Не предусмотрел вовремя, не справился, обманул ожидания – это еще самые мягкие из тогдашних воплей оппозиции всех мастей. А «Чернышев-Душегуб»? А «Иван Кровавый»? Господи, глупость какая, к тому же безвкусная. И низость.
Пустое, пустое. Он не Бог, потому – без ошибок не обошлось. Да. Хотя бы этот треклятый «Век-волкодав» взять – сперва приказал засекретить, потом, почти сразу, запрет снял. Напрасно.
Но сожалеть о прошлом – недостойно умного человека. Уроки выносить – да, сожалеть – нет.
Впрочем, теперь уж пусть другие выносят уроки.
Вот только бы научиться этому по-настоящему – не сожалеть о сделанном.
Ну, пóлно…
Что всерьез тревожило Чернышева – это проект «Игла». Слава Богу, удалось спрятать все в императорском архиве. Ох, какой шум подняли бы эти, новые!
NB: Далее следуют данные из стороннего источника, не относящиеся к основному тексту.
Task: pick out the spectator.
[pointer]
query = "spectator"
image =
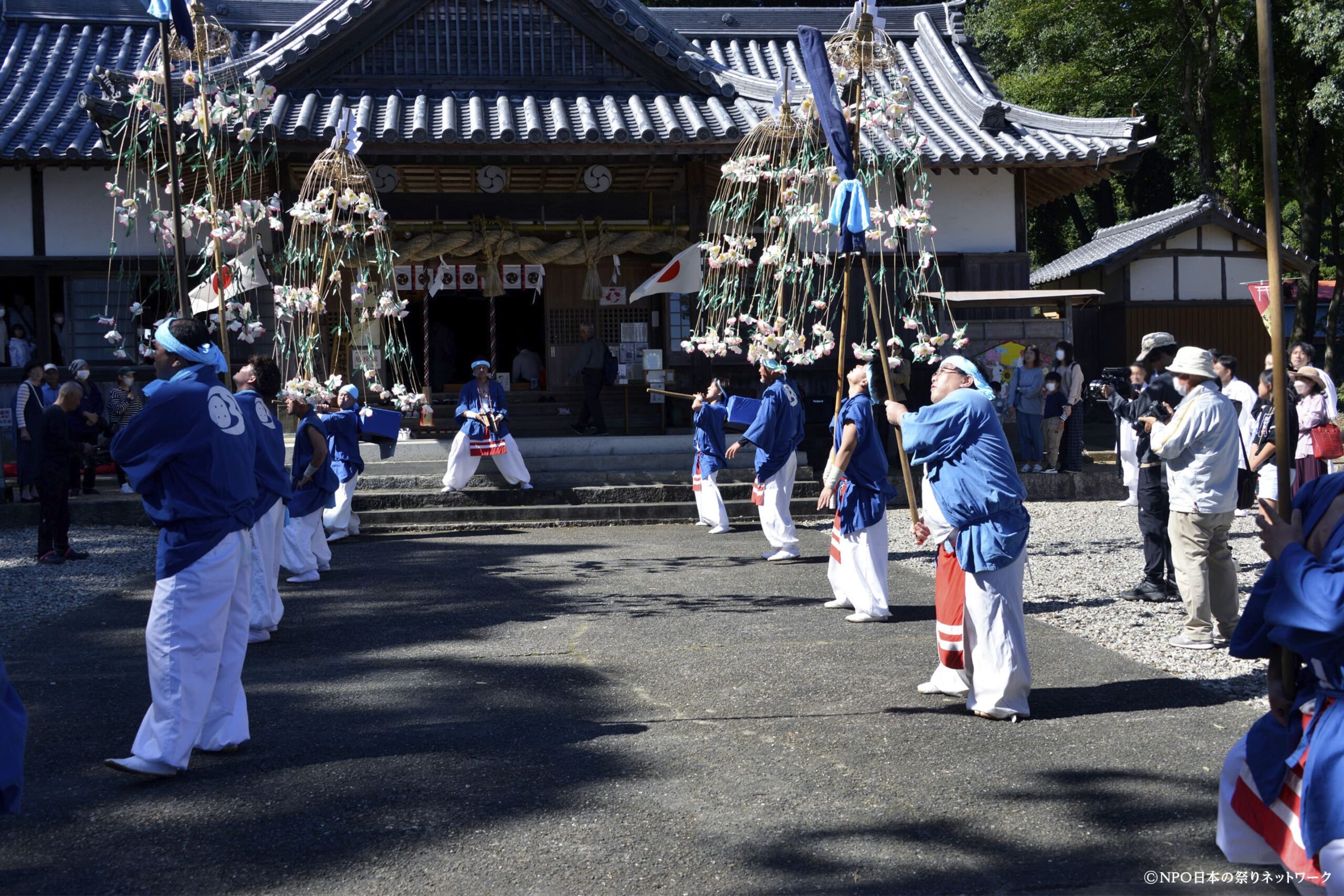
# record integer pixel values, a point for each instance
(1160, 393)
(58, 456)
(27, 418)
(1309, 383)
(1027, 404)
(1199, 446)
(20, 347)
(87, 425)
(124, 402)
(1265, 441)
(527, 367)
(591, 364)
(50, 383)
(1127, 441)
(1072, 387)
(1053, 426)
(1303, 355)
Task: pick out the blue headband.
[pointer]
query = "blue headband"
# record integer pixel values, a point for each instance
(970, 370)
(207, 354)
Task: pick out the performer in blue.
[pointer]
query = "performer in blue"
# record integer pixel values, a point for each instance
(312, 488)
(14, 734)
(710, 412)
(258, 383)
(483, 417)
(343, 442)
(973, 511)
(777, 431)
(1281, 796)
(191, 456)
(857, 479)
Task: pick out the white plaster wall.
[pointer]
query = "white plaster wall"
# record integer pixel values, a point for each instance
(1218, 239)
(973, 213)
(1201, 277)
(1245, 270)
(1184, 239)
(17, 224)
(1151, 279)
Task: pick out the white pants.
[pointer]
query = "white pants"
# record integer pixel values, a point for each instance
(709, 501)
(343, 518)
(1244, 846)
(268, 547)
(461, 465)
(998, 675)
(776, 520)
(858, 570)
(197, 640)
(306, 544)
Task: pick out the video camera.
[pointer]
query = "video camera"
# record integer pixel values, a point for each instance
(1117, 378)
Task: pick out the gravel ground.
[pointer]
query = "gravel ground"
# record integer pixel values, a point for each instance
(1081, 555)
(34, 593)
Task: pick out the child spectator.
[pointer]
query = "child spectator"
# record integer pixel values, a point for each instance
(1053, 425)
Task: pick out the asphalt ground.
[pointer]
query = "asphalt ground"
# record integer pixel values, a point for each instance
(611, 711)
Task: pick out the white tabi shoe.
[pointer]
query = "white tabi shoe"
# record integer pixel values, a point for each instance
(138, 766)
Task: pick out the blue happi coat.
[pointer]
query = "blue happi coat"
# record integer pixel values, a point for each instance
(866, 492)
(14, 734)
(343, 442)
(319, 493)
(709, 438)
(471, 399)
(975, 481)
(193, 460)
(777, 431)
(1299, 604)
(269, 464)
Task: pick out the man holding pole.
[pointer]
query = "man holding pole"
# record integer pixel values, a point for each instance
(777, 431)
(973, 512)
(857, 479)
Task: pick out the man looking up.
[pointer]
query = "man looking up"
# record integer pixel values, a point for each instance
(257, 385)
(857, 477)
(973, 511)
(191, 456)
(777, 431)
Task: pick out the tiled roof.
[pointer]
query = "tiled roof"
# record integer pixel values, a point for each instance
(1115, 246)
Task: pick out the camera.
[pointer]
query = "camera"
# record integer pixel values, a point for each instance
(1117, 378)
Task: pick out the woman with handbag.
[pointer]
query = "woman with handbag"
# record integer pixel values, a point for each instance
(1312, 416)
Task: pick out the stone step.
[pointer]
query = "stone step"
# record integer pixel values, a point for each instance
(557, 498)
(475, 518)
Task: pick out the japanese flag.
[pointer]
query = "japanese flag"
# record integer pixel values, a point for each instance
(682, 275)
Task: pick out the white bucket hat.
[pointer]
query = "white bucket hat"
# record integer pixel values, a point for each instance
(1193, 362)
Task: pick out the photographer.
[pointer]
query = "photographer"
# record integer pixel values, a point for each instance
(1156, 352)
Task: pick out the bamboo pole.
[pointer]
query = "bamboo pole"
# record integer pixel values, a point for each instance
(1269, 151)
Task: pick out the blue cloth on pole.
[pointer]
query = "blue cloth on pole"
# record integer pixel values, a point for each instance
(193, 460)
(14, 735)
(812, 45)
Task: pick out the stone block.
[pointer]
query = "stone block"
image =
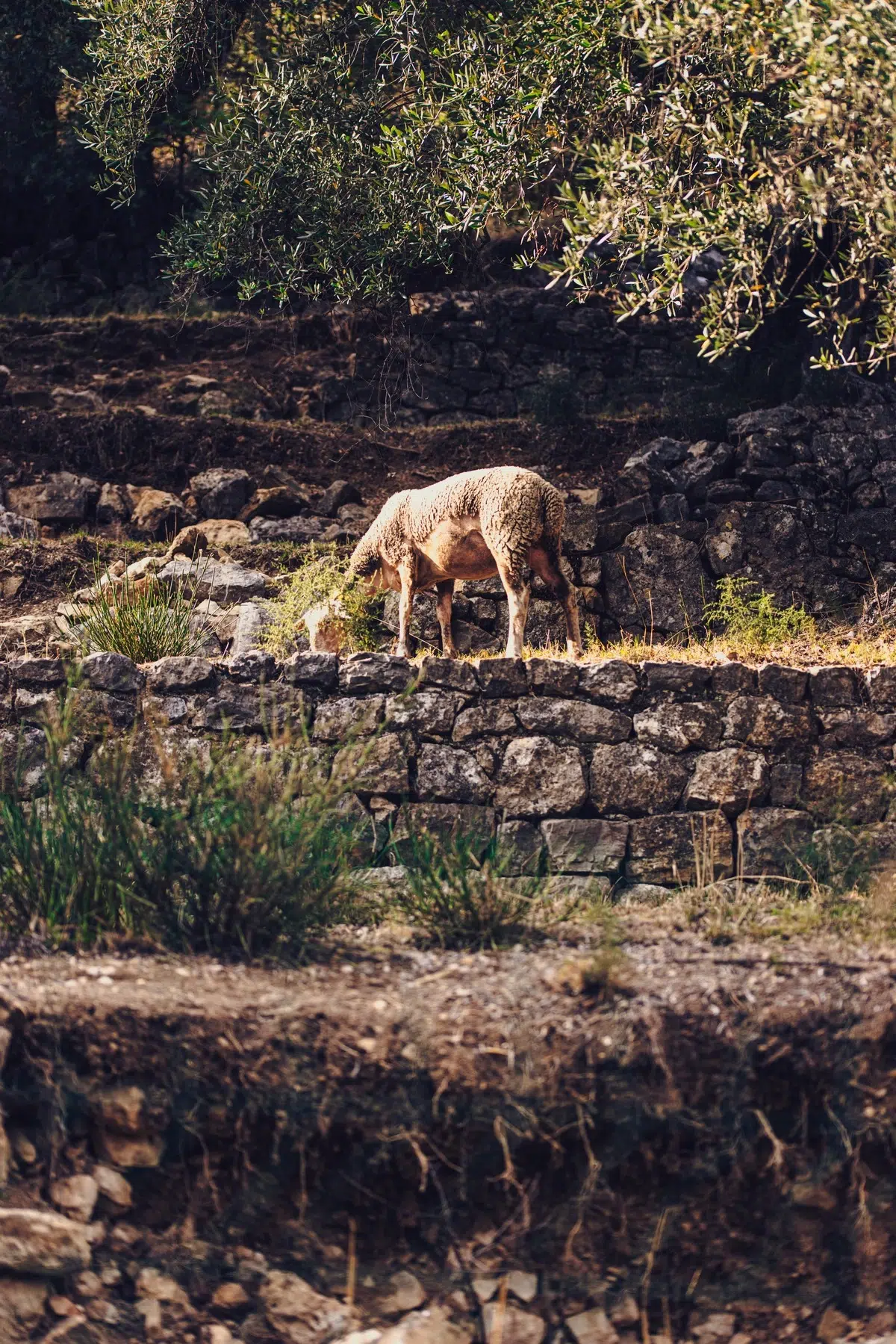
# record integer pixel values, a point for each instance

Интересно, подумал вдруг граф, государственный муж – это внушает почтение. А государственная дама – что такое? И бывает ли?
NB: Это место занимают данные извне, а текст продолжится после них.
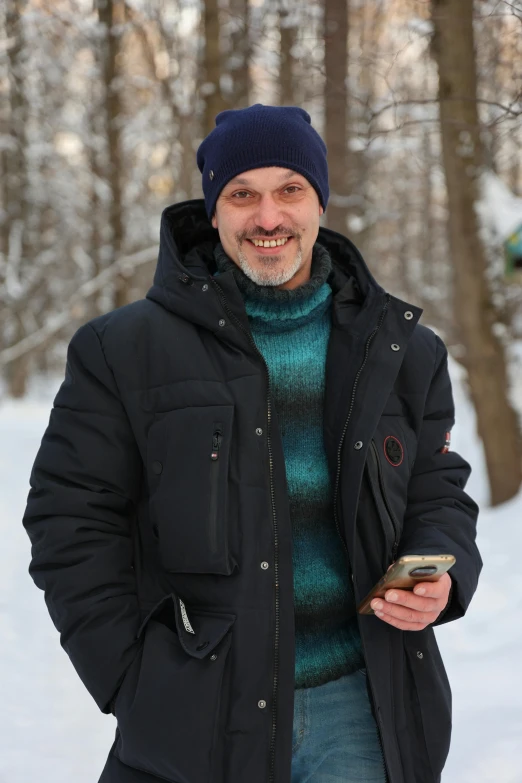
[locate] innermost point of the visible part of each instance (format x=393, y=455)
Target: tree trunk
x=288, y=35
x=238, y=60
x=335, y=106
x=15, y=190
x=111, y=13
x=211, y=88
x=475, y=317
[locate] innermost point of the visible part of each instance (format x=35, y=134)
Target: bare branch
x=124, y=266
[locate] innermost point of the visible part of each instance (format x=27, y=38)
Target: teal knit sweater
x=291, y=329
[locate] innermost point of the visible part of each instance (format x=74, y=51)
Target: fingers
x=438, y=589
x=411, y=611
x=402, y=616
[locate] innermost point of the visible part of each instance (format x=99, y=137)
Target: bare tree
x=211, y=88
x=14, y=226
x=288, y=36
x=336, y=109
x=475, y=316
x=110, y=14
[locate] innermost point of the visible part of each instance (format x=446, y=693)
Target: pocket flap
x=199, y=631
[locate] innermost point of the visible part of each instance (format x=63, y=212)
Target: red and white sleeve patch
x=447, y=443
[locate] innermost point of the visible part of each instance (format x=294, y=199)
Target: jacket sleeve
x=80, y=510
x=440, y=517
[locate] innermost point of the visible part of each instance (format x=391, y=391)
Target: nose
x=268, y=214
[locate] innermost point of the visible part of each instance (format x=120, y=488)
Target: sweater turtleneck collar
x=273, y=310
x=320, y=271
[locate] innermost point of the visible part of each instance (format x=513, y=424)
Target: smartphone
x=405, y=573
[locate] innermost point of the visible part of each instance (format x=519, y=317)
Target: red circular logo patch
x=393, y=451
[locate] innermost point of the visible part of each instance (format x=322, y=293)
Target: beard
x=269, y=271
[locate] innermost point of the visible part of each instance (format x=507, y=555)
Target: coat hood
x=186, y=264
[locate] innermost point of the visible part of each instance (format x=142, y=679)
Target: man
x=230, y=465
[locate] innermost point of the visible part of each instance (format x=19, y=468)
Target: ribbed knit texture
x=291, y=329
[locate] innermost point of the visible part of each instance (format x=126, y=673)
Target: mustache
x=260, y=232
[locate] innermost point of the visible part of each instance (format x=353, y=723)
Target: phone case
x=406, y=573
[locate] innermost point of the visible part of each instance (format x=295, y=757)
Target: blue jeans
x=335, y=737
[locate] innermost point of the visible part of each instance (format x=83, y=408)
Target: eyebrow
x=243, y=181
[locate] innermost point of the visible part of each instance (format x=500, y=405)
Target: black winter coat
x=160, y=528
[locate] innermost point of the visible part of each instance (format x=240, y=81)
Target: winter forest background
x=102, y=106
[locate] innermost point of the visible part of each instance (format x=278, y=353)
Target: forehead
x=268, y=176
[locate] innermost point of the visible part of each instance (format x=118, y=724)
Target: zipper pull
x=216, y=443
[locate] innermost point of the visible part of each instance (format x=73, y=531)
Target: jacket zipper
x=337, y=479
x=217, y=437
x=240, y=326
x=389, y=521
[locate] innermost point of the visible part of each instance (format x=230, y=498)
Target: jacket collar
x=186, y=265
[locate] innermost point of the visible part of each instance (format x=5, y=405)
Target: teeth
x=270, y=242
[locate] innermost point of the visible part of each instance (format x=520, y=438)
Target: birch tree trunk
x=211, y=89
x=110, y=13
x=15, y=187
x=336, y=109
x=288, y=33
x=475, y=317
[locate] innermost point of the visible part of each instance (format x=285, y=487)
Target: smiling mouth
x=269, y=243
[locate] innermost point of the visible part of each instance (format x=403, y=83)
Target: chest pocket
x=389, y=466
x=188, y=462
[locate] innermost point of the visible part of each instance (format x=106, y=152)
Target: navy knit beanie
x=260, y=136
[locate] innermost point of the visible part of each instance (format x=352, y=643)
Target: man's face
x=273, y=205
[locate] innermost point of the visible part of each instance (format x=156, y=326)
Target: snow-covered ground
x=51, y=731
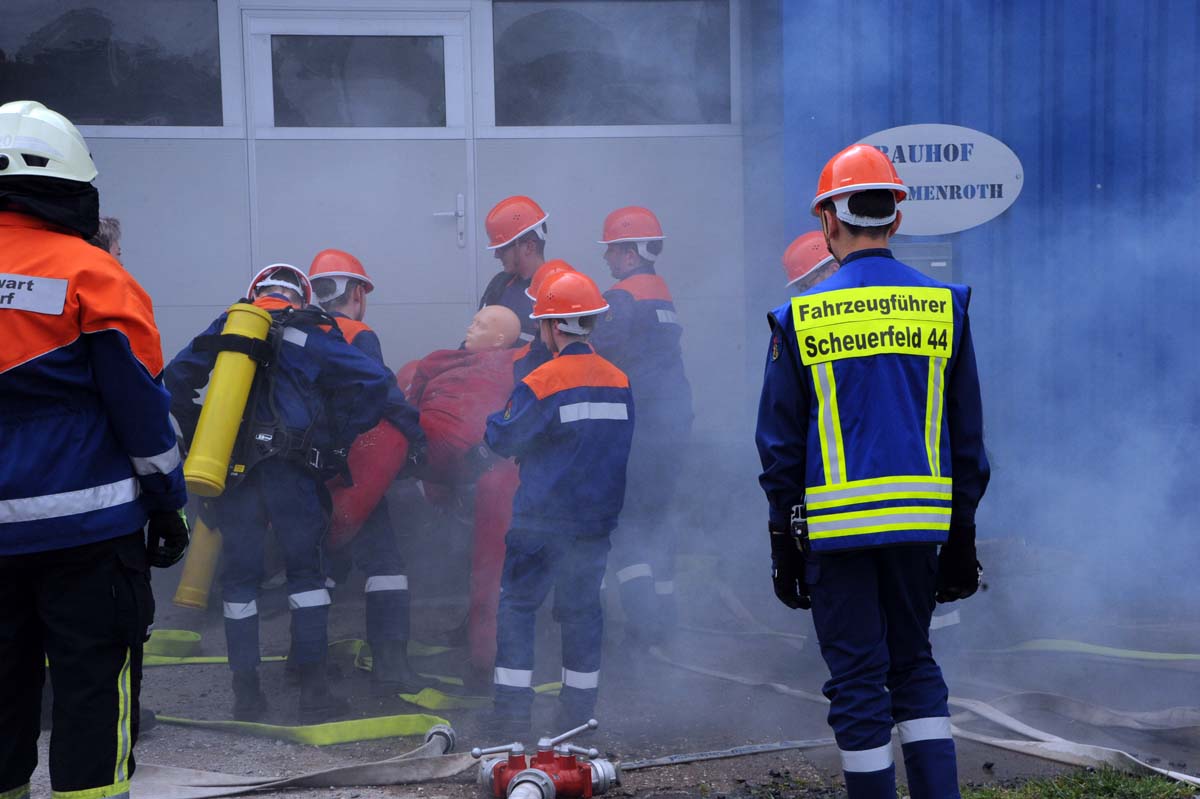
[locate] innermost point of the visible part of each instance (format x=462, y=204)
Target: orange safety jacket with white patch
x=87, y=448
x=569, y=424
Вот какие вопросы от безделья на ум идут… С Владимиром Кирилловичем бы о такой филологии с философией потолковать – это по его части…
А, вспомнил он, бывают государственные дамы, отчего же. Вот английский премьер-министр, к примеру. Хотя нет, баронесса как раз самый настоящий государственный муж…
Да. Поместили все в архив его величества, где, по традиции, укрыты деликатные секреты августейшей фамилии и куда, по той же традиции, никому – буквально никому! – хода нет. На это Владимир Кириллович тогда решился.
На большее – духу не хватило. Хороший он человек, но с ограниченной силой воли. Очень ограниченной. Собственно, как все Романовы за последнюю сотню лет.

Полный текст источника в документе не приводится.